In a concerning development, threat actors have exploited Google’s ad platform to promote fake Google Authenticator ads, which are actually distributing the DeerStealer information-stealing malware. This tactic is part of a broader pattern known as "malvertising," where malicious ads are used to impersonate well-known software and trick users into downloading malware.
The Threat of Malvertising
Malvertising has been a persistent issue on Google's search platform for years, allowing cybercriminals to pose as legitimate software providers. They strategically place ads that appear trustworthy, often by using official-sounding domain names and URLs to lure users into a false sense of security. A recent campaign discovered by Malwarebytes shows that this threat is still very active, with attackers creating ads that mimic the Google Authenticator, a widely used two-factor authentication tool.
How the Fake Ads Work
One of the key tactics employed by these threat actors is URL cloaking, which makes their ads appear even more convincing. The ads display "google.com" and "https://www.google.com" as the click URL, which should be a clear warning sign since third-party advertisements should not be able to use Google’s official domains. This strategy has been previously used in campaigns against KeePass, Arc Browser, YouTube, and Amazon, highlighting a recurring issue that Google has yet to fully address.
Despite Google's efforts to verify advertisers, this loophole is still being exploited. Threat actors can create ads that pass Google's verification process by evading detection through tactics like creating thousands of accounts simultaneously and using text manipulation and cloaking techniques to deceive reviewers and automated systems.
Google's Response to the Threat
Upon being informed of this malvertising campaign by Malwarebytes, Google took immediate action by blocking the reported fake advertiser. However, when questioned about how these malicious ads continue to slip through the cracks, Google explained that the attackers are constantly evolving their tactics to avoid detection. They employ sophisticated methods to bypass security checks, making it challenging for Google's systems to catch every instance of malvertising.
In response, Google has increased the scale of its automated systems and human reviewers to better detect and remove these malicious campaigns. In 2023 alone, Google removed 3.4 billion ads, restricted over 5.7 billion ads, and suspended over 5.6 million advertiser accounts in an effort to combat this growing threat.
Anatomy of a Fake Google Authenticator Site
When unsuspecting users click on these fake Google Authenticator ads, they are redirected through a series of websites that ultimately lead to a landing page at "chromeweb-authenticators.com." This site mimics a genuine Google portal, further deceiving users into thinking they are downloading legitimate software.
Malware analysis sandbox firm ANY.RUN has also observed this campaign, identifying additional fraudulent domains such as authenticcator-descktop[.]com, chromstore-authentificator[.]com, and authentificator-gogle[.]com. These sites use subtle misspellings and variations of authentic software names to trick users.

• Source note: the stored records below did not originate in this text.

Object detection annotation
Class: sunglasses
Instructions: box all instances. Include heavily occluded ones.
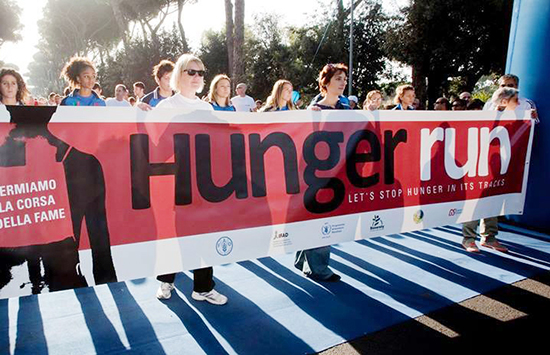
[184,69,205,76]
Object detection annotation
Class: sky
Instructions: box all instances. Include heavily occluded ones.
[0,0,407,80]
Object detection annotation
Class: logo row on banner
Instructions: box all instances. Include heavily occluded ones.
[0,107,533,297]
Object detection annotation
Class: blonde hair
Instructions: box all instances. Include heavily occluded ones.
[260,79,296,112]
[363,90,382,110]
[393,84,414,105]
[206,74,231,106]
[170,53,205,92]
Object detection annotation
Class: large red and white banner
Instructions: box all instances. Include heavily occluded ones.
[0,107,533,297]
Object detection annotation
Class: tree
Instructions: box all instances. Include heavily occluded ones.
[98,25,186,96]
[0,0,22,46]
[289,0,389,103]
[225,0,245,84]
[198,30,230,89]
[387,0,513,105]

The Malware Delivery Mechanism
The deception doesn’t end with the fake website. Once users click the 'Download Authenticator' button, they are prompted to download a signed executable named "Authenticator.exe" hosted on GitHub. This file is associated with a repository titled 'authgg' by a user named 'authe-gogle,' all carefully designed to align with the campaign's theme.
The downloaded executable is often signed with a valid signature, such as 'Songyuan Meiying Electronic Products Co., Ltd.' or 'Reedcode Ltd.,' which provides the file with a veneer of legitimacy. This valid signature can potentially bypass Windows security checks, allowing the malware to run without triggering warnings.

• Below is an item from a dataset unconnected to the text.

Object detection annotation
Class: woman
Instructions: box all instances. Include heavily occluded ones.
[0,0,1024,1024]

Upon execution, the malware, known as DeerStealer, goes to work stealing sensitive information such as credentials, cookies, and other data stored in the user's web browser.
How to Protect Yourself
As this threat highlights, users must be vigilant when downloading software, especially from search engine ads. Here are some recommendations to protect yourself:
Avoid Clicking on Promoted Results: Be cautious of clicking on ads in search results. They may not always be safe, even if they appear legitimate.
Use an Ad Blocker: Consider using an ad blocker to reduce the risk of encountering malicious ads.
Bookmark Trusted URLs: Instead of searching for software each time, bookmark the official websites of the software you frequently use.
Verify URLs: Before downloading, double-check that the URL matches the official domain of the software provider.
Scan Downloads: Always scan downloaded files with an up-to-date antivirus tool before running them on your device.
To Sum Up
The rise of malvertising campaigns targeting popular software like Google Authenticator is a stark reminder of the evolving tactics used by cybercriminals. While companies like Google are working to enhance their detection systems, users must take proactive steps to protect themselves from falling victim to these scams. By following best practices and staying informed about the latest threats, you can safeguard your data and maintain your digital security.